Als Kostenschätzung für die Eigenentwicklung werden 20 Tage initialer Aufwand und 10 Tage jährlicher Aufwand mit einem branchenüblichen Stundensatz von 90€/Entwicklungsstunde gerechnet (bei internen Entwicklerteams kann dieser Stundensatz unter Umständen geringer ausfallen). Bei einer sauber entwickelten eigenen Lösung ist die Anzahl der Geräte vernachlässigbar, da diese nur die notwendigen Serverkosten skalieren und diese im Vergleich zum Entwicklungsaufwand vernachlässigbar sind.

Mit einem Betrachtungszeitraum von 10 Jahren (aufgrund des rasanten Lebenszyklus von Software-System sind 10 Jahre ein eher langer Zeitraum für die Wartung einer Geräteserie) ergibt sich folgende Tabelle:

KostenfaktorEigenentwicklungStandardlösung
  100 Geräte500 Geräte1000 Geräte2500 Geräte5000 Geräte
Initiale Kosten14 400 € 0 €  0 €  0 €  0 €  0 €  
Jährliche Kosten7 200 € 600 € 3 000 € 6 000 € 15 000 € 30 000 € 
Gesamt (1 Jahre)21 600 € 600 € 3 000 € 6 000 € 15 000 € 30 000 € 
Gesamt (3 Jahre)36 000 € 1 800 € 9 000 € 18 000€ 45 000€ 90 000 € 
Gesamt (5 Jahre)50 400 € 3 000 € 15 000 € 30 000 € 75 000 € 150 000 € 
Gesamt (10 Jahre)86 400 € 6 000 € 30 000 € 60 000€ 150 000€ 300 000 € 

Dies zeigt, dass aufgrund der hohen laufenden Kosten bei einer Eigenentwicklung der initiale Aufwand nahezu vernachlässigbar ist. Ein Break-Even-Point wird überhaupt erst erreicht, wenn die laufenden Kosten der Standardlösung sich den Wartungskosten der Eigenentwicklung annähern. Dies ist nach dem Modell erst bei ca. 1200 Geräten der Fall. Ab 3600 Geräten ist der Break-even-Point bereits nach dem ersten Jahr erreicht und die Standardlösung nicht ratsam. Praktisch ist diese Rechnung etwas komplexer, da ARCANIX Configuration Management ab mehr als 100 Geräten maßgeschneiderte Pricing-Modelle anbietet. Diese sind von den konkreten Kundenanforderung abhängig. Dadurch wird der Break-even-Point nochmals deutlich nach oben verschoben.

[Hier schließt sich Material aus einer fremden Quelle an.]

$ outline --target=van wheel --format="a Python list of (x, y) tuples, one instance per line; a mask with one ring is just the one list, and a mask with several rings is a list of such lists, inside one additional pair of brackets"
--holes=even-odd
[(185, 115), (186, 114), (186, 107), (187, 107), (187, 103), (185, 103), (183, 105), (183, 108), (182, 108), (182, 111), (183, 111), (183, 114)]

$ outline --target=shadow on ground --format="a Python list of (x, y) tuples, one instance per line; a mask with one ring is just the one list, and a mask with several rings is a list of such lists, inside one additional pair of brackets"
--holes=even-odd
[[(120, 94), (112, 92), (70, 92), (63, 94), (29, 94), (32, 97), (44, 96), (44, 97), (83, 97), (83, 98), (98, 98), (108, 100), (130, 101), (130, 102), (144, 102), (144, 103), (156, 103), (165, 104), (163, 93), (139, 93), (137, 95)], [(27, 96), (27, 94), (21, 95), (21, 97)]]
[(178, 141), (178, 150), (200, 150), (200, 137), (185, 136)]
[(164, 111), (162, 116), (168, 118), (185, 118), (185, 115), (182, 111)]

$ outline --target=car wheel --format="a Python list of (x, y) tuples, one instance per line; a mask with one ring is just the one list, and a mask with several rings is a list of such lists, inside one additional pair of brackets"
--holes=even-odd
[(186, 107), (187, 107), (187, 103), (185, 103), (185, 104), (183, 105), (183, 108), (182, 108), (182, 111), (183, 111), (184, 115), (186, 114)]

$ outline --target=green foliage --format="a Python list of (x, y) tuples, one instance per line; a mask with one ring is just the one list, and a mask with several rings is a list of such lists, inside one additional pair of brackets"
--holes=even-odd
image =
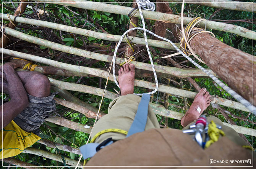
[[(251, 1), (252, 2), (253, 0), (251, 0)], [(108, 3), (110, 2), (111, 4), (113, 5), (122, 5), (123, 6), (128, 7), (131, 7), (132, 6), (132, 3), (130, 2), (120, 4), (119, 2), (114, 0), (108, 1), (105, 0), (104, 1), (102, 0), (91, 0), (91, 1), (98, 2), (104, 1)], [(3, 3), (4, 5), (6, 5), (9, 8), (3, 8), (3, 11), (1, 8), (0, 9), (0, 11), (4, 13), (13, 14), (14, 10), (11, 9), (11, 8), (13, 7), (12, 6), (12, 4), (11, 3)], [(180, 3), (170, 3), (169, 4), (174, 14), (178, 14), (178, 13), (180, 13), (181, 10), (181, 4)], [(44, 10), (44, 3), (30, 3), (29, 5), (33, 6), (34, 8), (36, 6), (39, 9)], [(16, 7), (18, 6), (17, 3), (14, 3), (14, 5)], [(186, 8), (184, 10), (184, 13), (189, 17), (201, 17), (207, 19), (209, 19), (213, 13), (217, 10), (217, 8), (212, 7), (203, 6), (200, 6), (196, 5), (187, 3), (185, 4), (185, 6)], [(123, 32), (128, 29), (127, 26), (128, 24), (129, 18), (126, 16), (100, 11), (85, 10), (70, 6), (68, 6), (68, 8), (77, 14), (70, 10), (68, 10), (63, 6), (53, 3), (45, 3), (45, 11), (50, 14), (49, 16), (46, 17), (46, 19), (48, 20), (48, 21), (52, 22), (55, 22), (60, 24), (102, 32), (102, 30), (96, 25), (98, 24), (109, 33), (115, 35), (122, 35)], [(254, 15), (254, 17), (256, 16), (255, 16), (255, 14), (253, 14), (252, 13), (222, 10), (218, 12), (216, 16), (213, 17), (212, 19), (234, 20), (252, 19), (253, 14)], [(36, 19), (39, 19), (37, 15), (34, 13), (34, 11), (32, 10), (27, 8), (26, 10), (26, 12), (22, 16), (26, 17), (28, 16), (28, 15), (30, 15), (29, 16), (32, 16)], [(40, 17), (40, 19), (41, 20), (44, 20), (45, 19), (44, 16), (39, 16), (39, 17)], [(155, 21), (153, 20), (146, 19), (146, 28), (154, 32), (154, 24), (155, 22)], [(6, 24), (8, 23), (8, 22), (4, 21), (3, 22)], [(256, 29), (255, 24), (252, 26), (251, 24), (248, 23), (237, 22), (232, 23), (231, 24), (242, 26), (250, 30), (252, 30), (253, 29), (255, 30)], [(139, 20), (139, 26), (142, 26), (140, 19)], [(18, 27), (16, 29), (28, 35), (45, 39), (47, 39), (48, 40), (53, 41), (57, 38), (56, 37), (54, 38), (52, 38), (53, 37), (54, 37), (52, 35), (53, 33), (55, 33), (57, 37), (58, 37), (60, 39), (60, 41), (63, 42), (63, 44), (66, 45), (85, 49), (87, 50), (89, 50), (94, 52), (100, 53), (102, 52), (100, 47), (102, 47), (105, 48), (105, 49), (106, 49), (106, 51), (105, 51), (106, 53), (113, 52), (116, 44), (115, 42), (102, 40), (92, 37), (78, 36), (78, 35), (75, 35), (68, 32), (61, 32), (60, 31), (51, 29), (47, 29), (48, 32), (51, 33), (51, 36), (50, 36), (49, 34), (45, 33), (43, 31), (41, 30), (32, 30), (22, 27)], [(245, 38), (241, 37), (236, 35), (227, 32), (214, 30), (208, 30), (213, 32), (216, 35), (216, 38), (223, 43), (251, 54), (253, 54), (254, 55), (256, 55), (256, 52), (255, 50), (253, 53), (253, 47), (254, 48), (256, 48), (256, 43), (255, 43), (255, 41), (253, 46), (253, 41), (251, 40), (248, 40)], [(141, 31), (138, 31), (137, 37), (143, 37), (143, 32)], [(148, 35), (148, 37), (152, 38), (149, 35)], [(84, 43), (85, 43), (86, 45), (84, 45)], [(90, 45), (91, 46), (93, 46), (92, 47), (90, 48)], [(34, 45), (31, 45), (31, 46), (33, 46), (33, 48), (37, 50), (33, 51), (33, 52), (36, 53), (37, 54), (38, 53), (38, 51), (39, 51), (41, 52), (41, 53), (48, 53), (49, 55), (45, 56), (46, 58), (52, 60), (58, 60), (60, 62), (99, 69), (108, 68), (109, 66), (109, 64), (104, 63), (103, 62), (94, 62), (94, 61), (92, 61), (92, 59), (85, 58), (81, 59), (81, 57), (78, 57), (77, 56), (70, 54), (66, 54), (65, 57), (60, 57), (60, 59), (58, 57), (60, 57), (60, 53), (58, 51), (55, 51), (43, 46), (36, 46), (35, 47)], [(99, 48), (99, 49), (97, 48)], [(143, 48), (143, 49), (145, 49), (144, 48), (144, 48), (144, 47), (141, 48)], [(156, 52), (154, 55), (154, 54), (152, 55), (155, 64), (164, 65), (170, 65), (170, 64), (168, 65), (169, 63), (167, 63), (167, 62), (164, 62), (163, 59), (159, 59), (162, 56), (162, 53), (166, 53), (167, 52), (166, 50), (155, 47), (152, 48), (152, 49), (155, 50)], [(30, 51), (29, 50), (29, 49), (27, 48), (19, 48), (19, 49), (21, 51), (23, 51), (24, 52), (26, 52), (28, 53), (29, 53), (30, 52)], [(144, 50), (145, 51), (145, 50)], [(152, 51), (152, 50), (151, 49), (151, 51)], [(143, 61), (144, 58), (147, 57), (146, 53), (145, 53), (146, 54), (143, 53), (141, 55), (139, 55), (138, 58), (136, 58), (136, 59), (137, 59), (136, 61)], [(152, 54), (153, 54), (153, 53)], [(185, 60), (183, 58), (175, 58), (177, 59), (177, 61), (179, 62), (181, 62)], [(145, 62), (149, 63), (148, 60), (145, 60)], [(201, 63), (199, 64), (204, 67), (207, 68), (206, 65)], [(186, 64), (185, 65), (189, 67), (194, 67), (193, 65), (190, 63)], [(100, 86), (102, 88), (104, 88), (106, 82), (105, 79), (102, 79), (100, 81), (99, 80), (98, 77), (84, 77), (80, 79), (80, 77), (64, 77), (57, 75), (50, 76), (50, 77), (63, 81), (74, 83), (79, 83), (79, 84), (97, 88), (99, 88)], [(141, 80), (141, 78), (139, 79)], [(178, 78), (172, 78), (172, 79), (177, 83), (171, 82), (170, 85), (176, 88), (182, 88), (184, 90), (196, 91), (193, 87), (191, 86), (190, 83), (186, 79), (181, 79)], [(151, 78), (144, 78), (143, 80), (147, 81), (154, 81), (153, 79)], [(159, 79), (159, 81), (161, 82), (160, 79)], [(168, 83), (166, 79), (162, 78), (161, 80), (161, 84), (167, 85), (167, 84)], [(217, 95), (225, 99), (233, 100), (233, 99), (229, 94), (224, 91), (219, 86), (215, 86), (211, 79), (209, 78), (195, 78), (194, 80), (201, 88), (205, 87), (206, 88), (211, 94)], [(182, 84), (180, 85), (177, 84)], [(118, 88), (116, 86), (114, 82), (109, 81), (107, 90), (115, 92), (114, 88), (118, 91)], [(135, 87), (134, 89), (134, 92), (136, 93), (148, 92), (146, 89), (140, 87)], [(97, 108), (99, 108), (101, 97), (76, 91), (70, 91), (70, 92), (81, 100)], [(164, 94), (160, 92), (157, 92), (154, 96), (152, 102), (164, 105), (166, 101), (165, 100), (164, 95)], [(2, 99), (6, 99), (7, 96), (7, 95), (4, 94), (2, 93), (1, 95), (1, 97)], [(56, 97), (62, 98), (58, 95), (57, 95)], [(102, 112), (106, 113), (108, 113), (108, 105), (111, 101), (111, 100), (108, 99), (104, 99), (103, 104), (101, 107), (101, 110)], [(193, 101), (193, 100), (191, 99), (186, 99), (184, 97), (174, 95), (170, 95), (168, 97), (167, 101), (169, 104), (167, 108), (170, 110), (185, 113), (187, 111), (188, 108), (189, 108), (189, 106), (191, 105)], [(63, 118), (67, 119), (72, 121), (90, 126), (92, 126), (95, 121), (95, 120), (88, 118), (80, 113), (75, 111), (59, 105), (57, 105), (56, 106), (57, 108), (56, 114), (57, 115)], [(247, 112), (227, 107), (225, 107), (225, 108), (236, 116), (241, 117), (247, 117), (249, 115), (248, 113)], [(204, 112), (207, 115), (217, 116), (222, 121), (227, 122), (224, 116), (217, 110), (211, 107), (208, 107)], [(159, 115), (157, 115), (157, 116), (159, 121), (159, 122), (161, 122), (160, 124), (164, 125), (165, 122), (164, 118)], [(231, 115), (230, 117), (235, 122), (237, 125), (248, 128), (253, 128), (253, 125), (251, 123), (245, 121), (240, 120), (235, 118)], [(251, 114), (248, 116), (248, 119), (251, 121), (253, 120), (254, 122), (256, 122), (256, 120), (255, 119), (255, 118), (254, 119), (253, 119), (253, 115)], [(182, 128), (180, 120), (171, 118), (169, 118), (168, 119), (168, 126), (170, 128), (179, 129), (181, 129)], [(256, 127), (255, 125), (253, 126), (253, 128), (256, 129)], [(86, 143), (89, 137), (89, 134), (87, 134), (81, 132), (76, 131), (68, 128), (48, 122), (46, 122), (44, 123), (41, 126), (40, 129), (42, 131), (40, 137), (42, 138), (50, 140), (55, 143), (76, 148), (78, 148)], [(253, 143), (254, 147), (255, 148), (255, 145), (256, 145), (255, 139), (253, 142), (252, 136), (246, 136), (246, 137), (251, 143)], [(79, 155), (72, 153), (67, 153), (57, 148), (51, 148), (37, 143), (34, 145), (33, 147), (47, 151), (52, 153), (59, 154), (60, 156), (62, 159), (63, 159), (63, 157), (66, 156), (71, 159), (76, 160), (79, 157)], [(63, 163), (57, 163), (56, 161), (51, 160), (36, 155), (32, 156), (31, 155), (23, 153), (16, 156), (15, 158), (37, 166), (62, 166), (65, 165), (65, 160), (63, 161)], [(19, 167), (17, 167), (17, 168), (20, 168)], [(64, 168), (64, 167), (52, 167), (52, 168), (58, 169), (60, 168)]]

Die richtige Wahl für nachhaltige Betriebskostenoptimierung

Der Vergleich zwischen Eigenentwicklung und Standardlösung zeigt klare Betriebs- und Kostenunterschiede. Angesichts der Wirtschaftlichkeit sind Standardlösungen für die meisten Unternehmen vorteilhafter, sofern keine hochspezialisierten Anforderungen bestehen. Eigenentwicklungen rentieren sich meist nur in einem der zwei Fällen: Wenn eine sehr hohe Anzahl an Geräten gewartet werden muss oder wenn die notwendigen Funktionen von keiner vorhanden Standardlösung abgebildet werden.